Following the 2007-2008 financial crisis in the United States, the global economy has suffered a lingering credit crisis. The impact of the destruction of trillions of dollars in global wealth has shaken financial institutions and governments. The cascade from the financial crisis on European economies was immediate, but not realized until 2010 when European banks began to struggle under the weight of their own property investment excesses. Unfortunately, their banks were too big to fail, and also too big to bailout, especially in the Eurozone periphery. The weight of the failing banks is destroying the public finances of these countries as the investment excesses of a few are effectively nationalized under undemocratic anti-progressive terms.
This essentially takes us to today, June 2012. The Eurozone is fracturing as debt-burdened periphery countries (Ireland, Greece, Portugal, Spain) are relying more and more on the core (Germany, France) to keep their banks and governments afloat. Greece has already accepted a government bailout under the most draconian of terms, Spain required €100 billion to keep its banks capitalized and will likely need a national bailout as well. Nouriel Roubini's "slow motion train wreck".
The Euro Crisis is extremely dangerous to the world economy as Europe is a lynchpin in global credit markets. Eventually "too big to bailout" will mean something and the ripples through the EU, and the global economy would likely perpetuate a recession worse than 2008-2009.
The EU is easily China's largest trading partner. Chinese exports to the EU were $356 billion ($324 billion to the US) in 2011. Imports from the EU at $211 billion almost double the US. This means that EU troubles are Chinese troubles and Chinese troubles affect global commodity prices and have spill over to Japan, Indonesia, South Korea, Brazil and Australia. This will also create conditions for a likely US recession.
All of this financial turbulence will lead to greater instability around the world. As the primary exporter of natural gas to Europe, Russia will face a dangerous situation of lower medium-term commodity prices. Already facing political challenges, Vladimir Putin, Russia's president/prime minister, will likely see that challenge increase as state coffers struggle to keep job growth. Similar political challenges might face Saudi Arabia, which already had to grant $150 billion in social programs to skirt out out of the Arab Spring. Saudi Arabia will likely survive politically, as they have $500+ billion in currency reserves available to appease the population. Countries like Nigeria, Argentina, Peru and Venezuela all face similar political problems in a low-price energy environment. All of this means greater uncertainty in the world economy that had so much promise at the turn of the new millenium.
In 2014, we are likely to see a world that become more fractured. While the neo-liberal agenda of free trade and globalization will continue, the benefits will be harder to see. City-states like Singapore and Hong Kong are likely to benefit as safe harbors. Fiscal pressures will continue to mount for developed economies as negligible growth will hurt tax revenues and aging populations will increase the burdens on the state. Massive pension and health care funding shortfalls exist in all developed countries and this will exacerbate an already precarious situation. This might even create political tension in the United States as Congress becomes forced to address fiscal challenges in 2013-2014. Although likely to become a beneficiary of a flight to quality, the US cannot continue to run trillion dollar deficits forever, even at 0.5% interest rates. All of this culminates in a very precarious world in 2014 which will likely continue until the end of the decade.

Monday, June 4, 2012

A tale of two Europes

Taking the EU debt crisis back to the Carolingian Renaissance in the late 8th century might be a bit of a stretch, but it is the beginning of France and the Holy Roman Empire, that would (a millenium later) become modern Germany. Throughout the centuries, this European division has been associated with a class of cultures as northern Europe struggled to take up the mantle from the Roman Empire.

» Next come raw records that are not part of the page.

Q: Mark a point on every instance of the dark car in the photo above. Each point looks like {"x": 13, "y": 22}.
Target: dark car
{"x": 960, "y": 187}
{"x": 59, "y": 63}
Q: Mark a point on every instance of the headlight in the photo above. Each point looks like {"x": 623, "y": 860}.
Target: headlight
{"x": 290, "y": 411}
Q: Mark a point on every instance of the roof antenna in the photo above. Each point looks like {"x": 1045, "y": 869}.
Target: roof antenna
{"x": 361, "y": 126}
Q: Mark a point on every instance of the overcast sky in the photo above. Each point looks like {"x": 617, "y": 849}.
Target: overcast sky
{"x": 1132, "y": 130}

Today's crisis harkens back to this era, but more noticeably to the Protestant Reformation and the development of an Anglo-Saxon model of economics. The Catholic countries of Europe (France, Spain, Portugal, Italy, Ireland), have always favored more state control in their daily lives. Much of this comes from the consecration of kings by the Vicar of Rome, ad the familial nature of the Catholic faith.

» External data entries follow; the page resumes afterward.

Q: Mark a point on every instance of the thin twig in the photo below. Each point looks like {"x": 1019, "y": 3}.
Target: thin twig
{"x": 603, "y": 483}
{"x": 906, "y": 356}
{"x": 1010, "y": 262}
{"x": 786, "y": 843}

It is argued that Protestants, beginning with Martin Luther had reconceptualised worldly work as a duty which benefits both the individual and society as a whole. Thus, the Catholic idea of good works was transformed into an obligation to work diligently as a sign of grace. Whereas Catholicism teaches that good works are required of Catholics to be saved (viewing salvation as a future event), the Reformers taught that good works were only a consequence of an already-received salvation.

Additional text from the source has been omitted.